Charles Lang Freer believed that a direct, immediate response to art was the highest form of aesthetic pleasure, noting that “The pure emotion of the observer should be his first sensation, unencumbered by…the views of others.” Participants in this interactive workshop put Freer's vision into practice by using thoughtful, detailed observation in the galleries as a starting point for capturing their responses to the museum’s collection.
Led by teaching artist Mary Hall Surface, founding instructor of the National Gallery of Art’s popular Writing Salon, participants discover connections and commonalities within the diverse collection and frame their personal reactions through descriptive writing and free-verse poetry. The workshop offers an ideal opportunity to slow down and savor the experience of looking at art.
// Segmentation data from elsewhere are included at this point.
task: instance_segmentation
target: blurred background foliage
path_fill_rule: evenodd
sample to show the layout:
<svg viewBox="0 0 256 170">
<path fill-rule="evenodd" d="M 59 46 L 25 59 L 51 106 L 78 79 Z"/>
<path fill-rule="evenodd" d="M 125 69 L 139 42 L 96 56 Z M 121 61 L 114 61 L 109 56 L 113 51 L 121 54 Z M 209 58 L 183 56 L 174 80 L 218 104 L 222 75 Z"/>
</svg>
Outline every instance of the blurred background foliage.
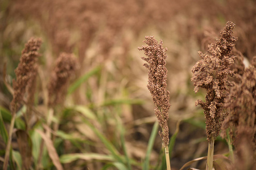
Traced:
<svg viewBox="0 0 256 170">
<path fill-rule="evenodd" d="M 256 55 L 253 0 L 0 0 L 2 122 L 8 129 L 12 100 L 3 83 L 3 65 L 7 65 L 6 80 L 11 84 L 25 43 L 31 37 L 40 37 L 43 44 L 35 108 L 42 114 L 34 113 L 29 134 L 33 144 L 32 167 L 36 167 L 42 140 L 36 129 L 44 128 L 48 112 L 44 87 L 57 56 L 67 52 L 79 60 L 79 69 L 65 103 L 52 120 L 59 124 L 53 133 L 53 141 L 63 167 L 142 169 L 147 153 L 149 169 L 160 169 L 161 139 L 158 134 L 155 139 L 152 135 L 158 131 L 154 126 L 154 105 L 146 87 L 147 69 L 140 58 L 143 54 L 137 49 L 145 36 L 154 36 L 162 39 L 164 47 L 168 49 L 170 137 L 177 135 L 171 164 L 172 169 L 177 169 L 207 154 L 204 116 L 202 109 L 195 107 L 197 99 L 204 98 L 204 93 L 201 90 L 195 94 L 191 70 L 199 60 L 197 51 L 206 52 L 228 20 L 236 24 L 236 49 L 250 61 Z M 15 128 L 24 130 L 23 109 L 26 106 L 20 109 Z M 5 144 L 1 136 L 3 158 Z M 150 138 L 152 149 L 147 152 Z M 220 138 L 216 146 L 215 154 L 228 151 Z M 19 165 L 21 158 L 15 137 L 13 149 Z M 45 148 L 40 167 L 54 169 L 49 159 Z M 193 166 L 204 168 L 204 163 L 199 162 Z"/>
</svg>

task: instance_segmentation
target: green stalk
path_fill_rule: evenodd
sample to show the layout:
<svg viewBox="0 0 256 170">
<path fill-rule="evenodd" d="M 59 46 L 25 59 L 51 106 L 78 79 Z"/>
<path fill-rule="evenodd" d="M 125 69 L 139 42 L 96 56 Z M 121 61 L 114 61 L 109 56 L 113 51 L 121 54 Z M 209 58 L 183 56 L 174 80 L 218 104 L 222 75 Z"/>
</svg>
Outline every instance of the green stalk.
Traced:
<svg viewBox="0 0 256 170">
<path fill-rule="evenodd" d="M 229 129 L 228 129 L 226 131 L 226 136 L 228 138 L 228 145 L 229 146 L 229 155 L 230 156 L 230 159 L 232 161 L 233 163 L 234 162 L 234 152 L 233 151 L 233 146 L 231 144 L 231 139 L 230 137 L 229 136 Z"/>
<path fill-rule="evenodd" d="M 166 167 L 167 170 L 171 170 L 171 164 L 170 162 L 169 148 L 168 146 L 164 147 L 164 151 L 166 152 Z"/>
<path fill-rule="evenodd" d="M 14 122 L 16 117 L 16 113 L 13 114 L 11 117 L 11 124 L 10 125 L 9 137 L 7 143 L 6 150 L 5 150 L 5 160 L 3 162 L 3 170 L 7 170 L 8 167 L 8 162 L 9 160 L 10 151 L 11 150 L 11 137 L 13 135 L 13 128 L 14 127 Z"/>
<path fill-rule="evenodd" d="M 207 155 L 207 164 L 206 170 L 212 170 L 213 167 L 213 152 L 214 149 L 214 138 L 212 137 L 208 144 L 208 153 Z"/>
</svg>

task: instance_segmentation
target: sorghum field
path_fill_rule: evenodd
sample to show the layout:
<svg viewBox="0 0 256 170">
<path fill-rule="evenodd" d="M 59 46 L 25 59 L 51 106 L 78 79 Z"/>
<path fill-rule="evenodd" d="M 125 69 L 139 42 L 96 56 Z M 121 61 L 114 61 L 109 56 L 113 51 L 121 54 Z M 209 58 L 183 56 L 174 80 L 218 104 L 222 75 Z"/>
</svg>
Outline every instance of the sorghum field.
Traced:
<svg viewBox="0 0 256 170">
<path fill-rule="evenodd" d="M 254 0 L 0 0 L 1 169 L 256 169 Z"/>
</svg>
Participants meet in Gallery 9 of the Freer Gallery of Art
One 2-hour session
Other Connections
About the Instructor
Mary Hall Surface is a teaching artist, playwright, and theatre director and producer. She is on the faculty of Harvard’s Project Zero Classroom and presents workshops nationwide in creative writing and drama as a Kennedy Center teaching artist. Her plays have been produced at theatres, museums, and festivals throughout the U.S., Europe, Japan, Taiwan and Canada, including 17 productions at the Kennedy Center. She has been nominated for nine Helen Hayes Awards, receiving the 2002 award for Outstanding Director of a Musical. She has published a dozen plays, two collections of scenes and monologues, an anthology of her plays, and numerous articles, and her work is represented on several original cast recordings. She was the founding artistic director of D.C.’s Atlas Intersections Festival and was a member of Arena Stage’s 2017 Playwrights’ Arena.